National Math Day or Math Day is celebrated every year on December 22, honoring the legendary mathematician Srinivasa Ramanujan Aiyangar on his birthday. Former Prime Minister Manmohan Singh had taken office on this date in 2012, after which it is observed as Math Day every year.

Srinivasa Ramanujan was born on December 22, 1887 in Erode of Tamil Nadu. He had developed a talent for mathematics from a very young age, mastered trigonometry at the age of 12, and was eligible for a scholarship at Government Arts College in Kumbakonam. He had enrolled at Pachaiyappa College in Madras at the age of 14.

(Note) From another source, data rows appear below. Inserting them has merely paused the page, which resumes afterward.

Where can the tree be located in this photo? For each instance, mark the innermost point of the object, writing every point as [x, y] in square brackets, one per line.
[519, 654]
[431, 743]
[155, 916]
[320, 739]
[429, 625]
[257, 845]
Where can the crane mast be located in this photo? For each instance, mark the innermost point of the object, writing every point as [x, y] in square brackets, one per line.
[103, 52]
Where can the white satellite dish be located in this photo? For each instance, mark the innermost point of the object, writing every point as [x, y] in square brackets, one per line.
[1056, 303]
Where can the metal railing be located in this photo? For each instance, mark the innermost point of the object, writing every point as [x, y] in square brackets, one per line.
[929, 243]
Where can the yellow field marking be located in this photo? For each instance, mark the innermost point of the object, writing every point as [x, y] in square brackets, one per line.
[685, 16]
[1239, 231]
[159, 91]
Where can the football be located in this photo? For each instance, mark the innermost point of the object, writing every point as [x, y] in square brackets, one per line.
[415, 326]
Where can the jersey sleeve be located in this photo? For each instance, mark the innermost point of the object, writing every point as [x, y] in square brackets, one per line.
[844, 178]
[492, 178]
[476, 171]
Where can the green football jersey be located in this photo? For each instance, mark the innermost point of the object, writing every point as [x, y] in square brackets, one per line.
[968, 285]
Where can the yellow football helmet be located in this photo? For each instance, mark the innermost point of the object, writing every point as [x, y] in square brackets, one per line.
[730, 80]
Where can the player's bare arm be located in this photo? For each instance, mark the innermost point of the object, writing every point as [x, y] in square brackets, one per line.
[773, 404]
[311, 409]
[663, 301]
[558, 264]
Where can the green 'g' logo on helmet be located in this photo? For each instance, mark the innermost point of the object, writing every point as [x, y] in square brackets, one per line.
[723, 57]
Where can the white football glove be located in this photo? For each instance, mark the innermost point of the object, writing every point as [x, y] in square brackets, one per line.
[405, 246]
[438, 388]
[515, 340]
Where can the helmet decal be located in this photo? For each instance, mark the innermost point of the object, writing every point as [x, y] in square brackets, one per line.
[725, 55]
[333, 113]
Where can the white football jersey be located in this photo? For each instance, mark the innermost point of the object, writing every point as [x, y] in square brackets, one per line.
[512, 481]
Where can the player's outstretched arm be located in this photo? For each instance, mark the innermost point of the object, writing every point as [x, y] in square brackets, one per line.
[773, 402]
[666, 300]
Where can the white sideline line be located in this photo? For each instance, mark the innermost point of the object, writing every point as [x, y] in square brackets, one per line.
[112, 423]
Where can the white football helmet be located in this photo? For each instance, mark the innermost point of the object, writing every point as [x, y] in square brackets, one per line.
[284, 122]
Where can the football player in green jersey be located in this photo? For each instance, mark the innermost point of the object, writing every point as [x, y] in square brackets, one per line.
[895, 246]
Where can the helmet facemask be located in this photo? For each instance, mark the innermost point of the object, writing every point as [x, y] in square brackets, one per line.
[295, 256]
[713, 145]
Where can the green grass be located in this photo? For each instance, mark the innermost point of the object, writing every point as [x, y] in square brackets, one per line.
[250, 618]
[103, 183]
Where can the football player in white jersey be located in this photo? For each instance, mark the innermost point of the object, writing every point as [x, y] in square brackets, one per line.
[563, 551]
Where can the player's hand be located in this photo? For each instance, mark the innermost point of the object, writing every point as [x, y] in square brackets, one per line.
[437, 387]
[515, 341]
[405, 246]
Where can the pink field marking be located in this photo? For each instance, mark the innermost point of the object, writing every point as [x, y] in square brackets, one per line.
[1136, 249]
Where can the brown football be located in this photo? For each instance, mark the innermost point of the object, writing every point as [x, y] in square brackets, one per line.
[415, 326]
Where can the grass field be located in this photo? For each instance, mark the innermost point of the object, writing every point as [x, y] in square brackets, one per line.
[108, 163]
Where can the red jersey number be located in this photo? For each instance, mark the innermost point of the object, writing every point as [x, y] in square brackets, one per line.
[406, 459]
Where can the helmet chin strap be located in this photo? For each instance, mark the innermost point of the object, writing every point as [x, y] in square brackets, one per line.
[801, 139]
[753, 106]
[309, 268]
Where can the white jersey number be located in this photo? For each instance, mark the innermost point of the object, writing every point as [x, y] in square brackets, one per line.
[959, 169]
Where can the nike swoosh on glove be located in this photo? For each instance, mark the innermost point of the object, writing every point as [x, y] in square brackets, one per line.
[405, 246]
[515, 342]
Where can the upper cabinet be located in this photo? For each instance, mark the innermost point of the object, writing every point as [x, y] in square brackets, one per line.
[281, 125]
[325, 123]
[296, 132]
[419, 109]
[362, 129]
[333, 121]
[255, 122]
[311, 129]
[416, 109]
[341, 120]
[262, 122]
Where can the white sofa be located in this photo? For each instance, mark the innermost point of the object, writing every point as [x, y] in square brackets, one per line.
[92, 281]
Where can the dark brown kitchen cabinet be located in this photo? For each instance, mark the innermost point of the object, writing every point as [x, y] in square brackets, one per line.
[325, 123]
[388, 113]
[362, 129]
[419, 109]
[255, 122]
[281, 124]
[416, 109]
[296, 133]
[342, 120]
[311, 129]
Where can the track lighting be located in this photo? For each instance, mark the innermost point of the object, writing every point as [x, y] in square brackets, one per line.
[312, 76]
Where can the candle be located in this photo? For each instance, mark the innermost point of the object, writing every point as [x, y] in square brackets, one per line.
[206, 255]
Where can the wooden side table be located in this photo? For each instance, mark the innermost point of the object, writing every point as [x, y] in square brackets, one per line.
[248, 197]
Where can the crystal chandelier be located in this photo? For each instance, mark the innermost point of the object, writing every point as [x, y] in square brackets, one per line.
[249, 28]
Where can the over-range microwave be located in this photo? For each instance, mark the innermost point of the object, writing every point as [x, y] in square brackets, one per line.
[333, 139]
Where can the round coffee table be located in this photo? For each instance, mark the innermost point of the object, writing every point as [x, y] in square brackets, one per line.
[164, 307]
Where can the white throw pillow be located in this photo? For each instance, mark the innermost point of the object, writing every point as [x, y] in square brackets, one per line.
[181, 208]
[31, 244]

Ramanujan worked at the Madras Port Trust in 1912, where some of his co-workers recognized his mathematical prowess, one of whom referred him to Professor GH Hardy of Trinity College, Cambridge University. He met Hardy in 1913, a year after which he went to Trinity College, where he perfected his craft under the tutelage of English.

He received his degree from Cambridge in 1916 and published several brilliant articles on his subject with Hardy’s help, and the two even collaborated on various joint projects and publications. Ramanujan was elected to the London Mathematical Society in 1917 and was elected to the Royal Society for his excellent work on elliptic functions and number theory. He was also the first Indian to be elected to Trinity College.

Despite having no formal training in pure mathematics, Ramanujan made invaluable contributions to various mathematical concepts such as infinite series, continued fractions, number theory, and mathematical analysis. He also made notable contributions such as the hypergeometric series, the Riemann series, elliptic integrals, divergent series theory, and the functional equations of the zeta function.

Ramanujan died at the young age of 32 due to deteriorating health on April 26, 1920. Robert Kanigel wrote a book about him called ‘The Man Who Knew Infinity’ in 2015. His life was also portrayed in a film with the Same name where he was played by British-Indian actor Dev Patel. The film shed light on Ramanujan’s childhood in India, his time in Great Britain during World War I, and his journey to become one of India’s most renowned mathematicians.